La puerta de cristal se alzaba frente a mí y de repente se sintió inmensa. Mis manos sudaban, había actuado muy confiada en la cafetería, no obstante, los nervios me paralizaban. Pasé las palmas húmedas sobre la tela de mi tapado antes de mirar a un lado y asentir a Russell, mi chófer, quien sostenía la perilla. Inclinándose entonces, abrió la puerta frente a mí y un ambiente físicamente cálido, pero perceptiblemente distante y gélido me recibió. «Tal como en casa», pensé.

La biblioteca era bastante grande, quizás tan grande como la que había en la mansión de Forst, pero no se igualaba a la de Owlwood. Observé los alrededores, para haber pasado dos horas desde que había atardecido el lugar se encontraba concurrido. Esperaba encontrar un menor número de personas dentro. Caminé con lentitud, había olvidado acordar con Mychael, o quizás debería decir Claude, dónde nos encontraríamos.
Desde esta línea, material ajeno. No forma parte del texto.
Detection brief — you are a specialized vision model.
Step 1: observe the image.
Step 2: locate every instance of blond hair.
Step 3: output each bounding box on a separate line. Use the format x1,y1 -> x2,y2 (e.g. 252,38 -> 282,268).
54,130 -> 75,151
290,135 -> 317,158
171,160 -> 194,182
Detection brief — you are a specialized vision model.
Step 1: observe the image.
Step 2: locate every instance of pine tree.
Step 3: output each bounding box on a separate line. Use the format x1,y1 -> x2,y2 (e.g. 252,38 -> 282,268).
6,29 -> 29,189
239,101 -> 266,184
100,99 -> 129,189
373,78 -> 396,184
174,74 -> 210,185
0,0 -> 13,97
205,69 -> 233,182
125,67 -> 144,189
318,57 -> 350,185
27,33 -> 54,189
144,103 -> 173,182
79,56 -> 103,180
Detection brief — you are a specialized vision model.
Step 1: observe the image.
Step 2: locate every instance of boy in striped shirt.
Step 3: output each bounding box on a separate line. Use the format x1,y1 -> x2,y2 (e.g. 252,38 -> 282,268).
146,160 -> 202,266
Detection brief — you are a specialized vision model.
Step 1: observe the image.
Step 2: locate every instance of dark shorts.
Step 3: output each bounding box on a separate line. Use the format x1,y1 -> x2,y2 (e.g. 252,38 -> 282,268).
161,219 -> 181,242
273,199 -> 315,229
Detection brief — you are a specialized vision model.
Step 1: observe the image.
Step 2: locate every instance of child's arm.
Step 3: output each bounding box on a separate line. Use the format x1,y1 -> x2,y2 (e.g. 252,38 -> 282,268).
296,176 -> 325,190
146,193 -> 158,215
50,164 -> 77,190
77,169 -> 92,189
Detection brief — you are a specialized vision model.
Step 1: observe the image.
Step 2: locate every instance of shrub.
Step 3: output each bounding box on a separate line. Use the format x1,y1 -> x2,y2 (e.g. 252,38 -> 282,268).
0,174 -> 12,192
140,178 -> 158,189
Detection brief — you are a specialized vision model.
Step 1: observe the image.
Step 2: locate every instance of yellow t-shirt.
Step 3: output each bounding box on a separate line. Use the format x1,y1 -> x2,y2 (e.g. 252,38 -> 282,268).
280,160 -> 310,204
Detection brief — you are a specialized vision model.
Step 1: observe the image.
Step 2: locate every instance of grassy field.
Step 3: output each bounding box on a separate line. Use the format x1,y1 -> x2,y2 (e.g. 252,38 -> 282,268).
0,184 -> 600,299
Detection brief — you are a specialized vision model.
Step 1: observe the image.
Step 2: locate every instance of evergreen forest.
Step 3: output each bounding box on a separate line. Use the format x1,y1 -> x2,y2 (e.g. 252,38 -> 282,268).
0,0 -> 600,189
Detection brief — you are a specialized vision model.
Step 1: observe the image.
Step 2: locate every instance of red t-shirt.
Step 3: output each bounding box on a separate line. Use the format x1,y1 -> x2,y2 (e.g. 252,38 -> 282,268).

Mis dedos se movían inquietos a los lados de mi cuerpo, comenzaba a pensar en que él podría haber huido nuevamente. Fue cuando una mujer se me acercó, tapando mi camino y hablándome con un tono cantarín y alegré que logré olvidarme del asunto por unos segundos.

―Hola, buenas noches. Mi nombre es Matilde, usted debes ser la invitada de mi joven amigo. ―la dama frente a mí lucía de la edad de mi madre, un par de anteojos de ancho grosor más vidrios pequeños colgaban del puente de su nariz, casi a punto de caer.

Supuse por su aspecto que se trataría de la bibliotecaria.

―Un gusto conocerla, Matilde―Sonreí―. Puedes llamarme Lenna. ―Me presenté con el nombre falso que solía usar.

Alzó sus cejas con picardía y luego miró al suelo, más noté que ocultó una sonrisa. Seguro se dio cuenta de mi mentira.

―El gusto es mío señorita Lenna. Mi amigo la espera en el tercer piso. ―informó.

Intuitivamente, alcé la vista hasta dicho lugar y en efecto, Mychael o Claude, se hallaba allí. Volví a mirarla a ella, y entonces respondí.

―Gracias.

―Solo hice un favor. No me agradezca. ―Matilde me sonrió.

Le devolví el gesto.

―Las escaleras están al fondo a la derecha. ―informó.

Asentí. Russell se acercó a mí, cuando ambos nos apartamos de la bibliotecaria y emprendimos el recorrido hacia las escaleras.

―Russell, me encontraré con el joven que te mencioné de camino a aquí. Mantente atento a tu teléfono, ante cualquier urgencia me contactaré contigo. Si llega a pasar más de media hora y no doy señales de vida, primero deberás enviarme un mensaje, si no respondo a los cinco minutos toma por seguro que algo malo sucedió y comienza la movida. ―susurré cerca del hombre que rondaba los cincuenta años y caminaba junto a mí.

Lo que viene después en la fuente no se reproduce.